• 100Words – 26 Nov

    A very profound and true quote that I really love is “if you fight for your limitations, you get to keep them” and I need to remind myself of this frequently. Recently a challenge arose at work where I was really required to step out of my comfort zone. I got really angry about it as I didn’t really have a choice in the situation so I kept telling myself how nervous I was and how stressful it was going to be. However when it came down the the fact I actually had a great time and learned a lot.

  • 100Words – 25 Nov

    Having a physical, hmmm, disability (I’m loathe to call it a disability, but truly, that’s what it is) is mostly frustrating. There are many times where I’d like to be able to do everyday things that so many people take for granted, small things, mindless things, but I just can’t. Usually this isn’t much of an issue but there are definitely times when it can get me down. It was definitely harder as a kid, and kids can be so cruel and being left out was painful. When you are a kid all you want to do is fit in.

  • 100Words – 24 Nov

    As a child I was completely riddled with fears and phobias. As I moved into my teens the fear of death was probably the most prevalent. I could quite literally bring myself to tears by over-thinking it. The finality of no longer existing on the planet! Other day to day fears were things like being afraid of the dark and talking on the telephone. I would get so nervous if my library books were due to expire and I was forced to ring in to renew then. What if I said the wrong thing when talking to an adult!

  • 100Words – 23 Nov

    Oh 100words. What strife you can some days seem! Forcing me to crank the wheel and express the creative juice from my cranium. Some days the fruit is ripe, and other days desiccated in a drought of inspiration. As the month draws on and I have one week to go, I wonder, will I make it to the end without resorting mindless babble for days on end? I pray I can make it through. How do people do this for consecutive months and years‽ That surely feels like a small miracle? I have learned, I don’t like writing fiction much.

  • 100Words – 22 Nov

    I said I don’t like flowers. I said they just died and are a waste of money. I said I wasn’t the jealous type, and that I didn’t mind if you checked out other women, as long as you stayed true to me. I said I didn’t mind if you were a smoker, and I didn’t mind you not calling me in the evenings; I’m not codependent and needy.
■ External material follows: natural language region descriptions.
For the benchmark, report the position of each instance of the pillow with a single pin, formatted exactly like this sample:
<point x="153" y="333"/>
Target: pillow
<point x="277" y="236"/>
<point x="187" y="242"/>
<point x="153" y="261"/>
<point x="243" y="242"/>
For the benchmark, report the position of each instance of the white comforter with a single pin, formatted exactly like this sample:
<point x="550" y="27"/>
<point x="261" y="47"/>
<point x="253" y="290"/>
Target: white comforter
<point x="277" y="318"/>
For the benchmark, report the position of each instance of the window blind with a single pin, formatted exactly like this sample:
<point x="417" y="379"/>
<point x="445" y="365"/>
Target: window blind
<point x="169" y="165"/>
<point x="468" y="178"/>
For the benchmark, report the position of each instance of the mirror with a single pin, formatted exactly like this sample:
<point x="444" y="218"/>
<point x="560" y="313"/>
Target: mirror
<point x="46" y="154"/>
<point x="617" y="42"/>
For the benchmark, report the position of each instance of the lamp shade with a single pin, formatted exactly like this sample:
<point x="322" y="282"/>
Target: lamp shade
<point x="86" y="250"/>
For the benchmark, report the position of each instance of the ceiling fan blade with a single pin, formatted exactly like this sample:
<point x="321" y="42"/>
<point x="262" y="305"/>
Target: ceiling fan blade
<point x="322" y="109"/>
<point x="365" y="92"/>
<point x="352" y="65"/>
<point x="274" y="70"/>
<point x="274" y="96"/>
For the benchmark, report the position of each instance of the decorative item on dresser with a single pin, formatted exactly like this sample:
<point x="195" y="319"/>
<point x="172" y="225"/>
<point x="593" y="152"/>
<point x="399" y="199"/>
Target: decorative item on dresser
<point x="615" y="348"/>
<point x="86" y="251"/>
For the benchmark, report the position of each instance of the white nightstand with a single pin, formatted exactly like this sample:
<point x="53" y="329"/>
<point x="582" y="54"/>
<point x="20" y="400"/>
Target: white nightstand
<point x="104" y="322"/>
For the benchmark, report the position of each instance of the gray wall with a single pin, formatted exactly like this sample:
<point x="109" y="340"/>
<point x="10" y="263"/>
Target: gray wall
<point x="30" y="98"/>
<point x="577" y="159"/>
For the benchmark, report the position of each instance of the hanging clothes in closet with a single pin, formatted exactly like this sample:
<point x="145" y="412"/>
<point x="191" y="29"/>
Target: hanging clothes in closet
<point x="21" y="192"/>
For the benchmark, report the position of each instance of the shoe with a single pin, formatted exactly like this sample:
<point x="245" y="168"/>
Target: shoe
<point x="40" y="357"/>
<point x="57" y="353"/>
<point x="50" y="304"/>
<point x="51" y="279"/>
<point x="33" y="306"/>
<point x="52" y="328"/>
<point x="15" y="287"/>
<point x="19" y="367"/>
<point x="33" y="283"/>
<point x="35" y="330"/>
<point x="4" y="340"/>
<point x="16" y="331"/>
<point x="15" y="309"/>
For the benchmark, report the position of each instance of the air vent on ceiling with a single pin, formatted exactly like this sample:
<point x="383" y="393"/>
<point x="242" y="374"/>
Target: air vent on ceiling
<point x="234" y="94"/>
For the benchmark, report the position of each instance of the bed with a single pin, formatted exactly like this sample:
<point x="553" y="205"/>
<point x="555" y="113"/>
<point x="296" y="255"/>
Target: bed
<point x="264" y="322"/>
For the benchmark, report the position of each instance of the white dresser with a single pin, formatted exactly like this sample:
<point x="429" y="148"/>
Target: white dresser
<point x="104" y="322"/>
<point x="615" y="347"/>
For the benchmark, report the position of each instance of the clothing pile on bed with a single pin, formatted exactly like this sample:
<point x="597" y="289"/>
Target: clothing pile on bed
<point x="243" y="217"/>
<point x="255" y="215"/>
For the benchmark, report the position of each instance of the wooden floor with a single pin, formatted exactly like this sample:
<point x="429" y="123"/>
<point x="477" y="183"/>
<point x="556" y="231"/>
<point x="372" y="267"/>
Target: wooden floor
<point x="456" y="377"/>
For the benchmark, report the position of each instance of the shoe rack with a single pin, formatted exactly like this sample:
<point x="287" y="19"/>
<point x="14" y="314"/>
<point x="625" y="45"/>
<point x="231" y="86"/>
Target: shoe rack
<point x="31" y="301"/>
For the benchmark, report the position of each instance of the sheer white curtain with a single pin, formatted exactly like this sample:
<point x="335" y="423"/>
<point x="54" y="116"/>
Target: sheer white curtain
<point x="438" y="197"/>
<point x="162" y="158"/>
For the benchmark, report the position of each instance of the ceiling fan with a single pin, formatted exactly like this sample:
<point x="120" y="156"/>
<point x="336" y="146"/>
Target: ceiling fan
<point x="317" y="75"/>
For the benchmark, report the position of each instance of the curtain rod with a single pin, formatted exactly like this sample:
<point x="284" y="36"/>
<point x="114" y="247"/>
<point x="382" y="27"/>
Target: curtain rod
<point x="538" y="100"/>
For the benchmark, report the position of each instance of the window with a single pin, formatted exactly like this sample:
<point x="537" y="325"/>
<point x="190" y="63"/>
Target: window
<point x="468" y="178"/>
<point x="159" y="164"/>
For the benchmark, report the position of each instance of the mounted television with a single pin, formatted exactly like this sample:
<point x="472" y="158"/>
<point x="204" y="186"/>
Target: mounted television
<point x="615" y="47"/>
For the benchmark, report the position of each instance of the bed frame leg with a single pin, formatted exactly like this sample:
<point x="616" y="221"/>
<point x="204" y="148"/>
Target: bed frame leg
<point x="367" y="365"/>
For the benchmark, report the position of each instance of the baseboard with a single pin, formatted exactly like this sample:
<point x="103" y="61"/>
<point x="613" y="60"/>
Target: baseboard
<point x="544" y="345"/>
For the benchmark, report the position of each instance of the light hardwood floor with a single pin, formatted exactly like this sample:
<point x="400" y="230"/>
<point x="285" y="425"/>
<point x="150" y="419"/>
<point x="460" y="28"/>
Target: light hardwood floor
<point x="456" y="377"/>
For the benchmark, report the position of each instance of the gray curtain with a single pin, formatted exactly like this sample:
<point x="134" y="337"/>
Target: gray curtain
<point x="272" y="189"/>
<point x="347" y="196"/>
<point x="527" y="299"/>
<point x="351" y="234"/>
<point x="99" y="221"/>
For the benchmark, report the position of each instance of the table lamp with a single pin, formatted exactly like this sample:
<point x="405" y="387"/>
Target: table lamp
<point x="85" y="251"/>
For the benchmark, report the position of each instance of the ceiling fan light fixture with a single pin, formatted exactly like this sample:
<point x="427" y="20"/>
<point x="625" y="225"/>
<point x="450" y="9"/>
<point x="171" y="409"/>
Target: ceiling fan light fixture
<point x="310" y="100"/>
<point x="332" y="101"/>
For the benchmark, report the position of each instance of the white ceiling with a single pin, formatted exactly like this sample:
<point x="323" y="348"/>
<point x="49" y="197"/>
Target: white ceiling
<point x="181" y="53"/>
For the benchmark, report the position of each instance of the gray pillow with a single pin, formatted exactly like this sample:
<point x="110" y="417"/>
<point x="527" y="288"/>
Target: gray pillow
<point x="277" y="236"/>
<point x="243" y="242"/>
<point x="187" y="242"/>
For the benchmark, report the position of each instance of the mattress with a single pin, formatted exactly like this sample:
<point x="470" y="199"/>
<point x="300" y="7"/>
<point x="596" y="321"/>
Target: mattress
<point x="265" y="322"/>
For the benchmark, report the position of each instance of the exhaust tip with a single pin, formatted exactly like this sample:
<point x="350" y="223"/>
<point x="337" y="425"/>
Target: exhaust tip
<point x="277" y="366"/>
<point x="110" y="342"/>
I even said I’d never ask you if an item of clothing made my bum look big. I suppose I didn’t know myself as well as I thought. Thankfully, you did.

  • 100Words – 21 Nov

    The sad fact of the human condition is that we seem preprogrammed for violence. Human history has shown that we are our own worst enemy and even through our creative endeavours in film and literature our violence shows through. We fear aliens will come and invade our planet, unable to co-exist because that is exactly what humans are like. We cannot conceive that foreign species might be friendly or have a culture based on sharing. Even thinking of aliens creates the categories of “us” versus “them”. We cannot understand the universe without predetermined boxes to fit brings into. We’re sick.

  • 100Words – 20 Nov

    I’m often disturbed by my own lack of compassion, yet other times I can be surprised by my capacity to love. The trick is in practicing mindfulness. Being aware of the negative thoughts, acknowledging them, forgiving yourself and letting it go. Being gentle with yourself and not being too critical of your own human condition. This affliction we have as humans to be angry and vengeful, hurtful and spiteful. We will always carry this burden but we do not always have to be our own victims of it. We can forgive ourselves and learn to follow a more enlightened path.

  • 100Words – 19 Nov

    Spinning around until we are dizzy and then falling over on to the grass laughing until we can hardly breathe. The beauty and innocence of youth shining through our smiles, highlighted by the missing baby teeth. Excitement because the tooth fairy is sure to visit tonight, leaving a token of money in place of our dental offering. What will we buy with our rewards? Bubblegum, popcorn, toffee or choc dip? Maybe all four. A true delight for a young child! Delights that seem to last forever, just like the summer holidays. Running through the spray of a garden hose.

  • 100Words – 18 Nov

    Free from worry, free from pain, free from life, never again
    To feel the soft touch of a child, or know the heat within the fire
    Your heart’s desire removed and gone, buried with the firing of a gun
    Those dreams you had to change the world are now fulfilled, but not to your word
    Destiny took you on a different path.
    Did you want to be famous? Because now you are
    The evil and madness takes its toll, but time will prove you’re not really gone
    Your name will stay amongst the stars, remembering forever who you are.

  • 100Words – 17 Nov

    The howling wind finds its way through the tiniest of gaps in the brickwork, moving the dusty curtain ever so slightly. At the end of the long passage a pair of green eyes pause to take in the movement then quickly hurry away to slink back into the shadows. In the corner of the dark parlour a lone candle suddenly flickers to light; ignited by some unseen force or magic, it casts a faint light on a figure sitting on the winged armchair. The figures broad shoulders move slightly with his breath when suddenly the door slams with a BANG!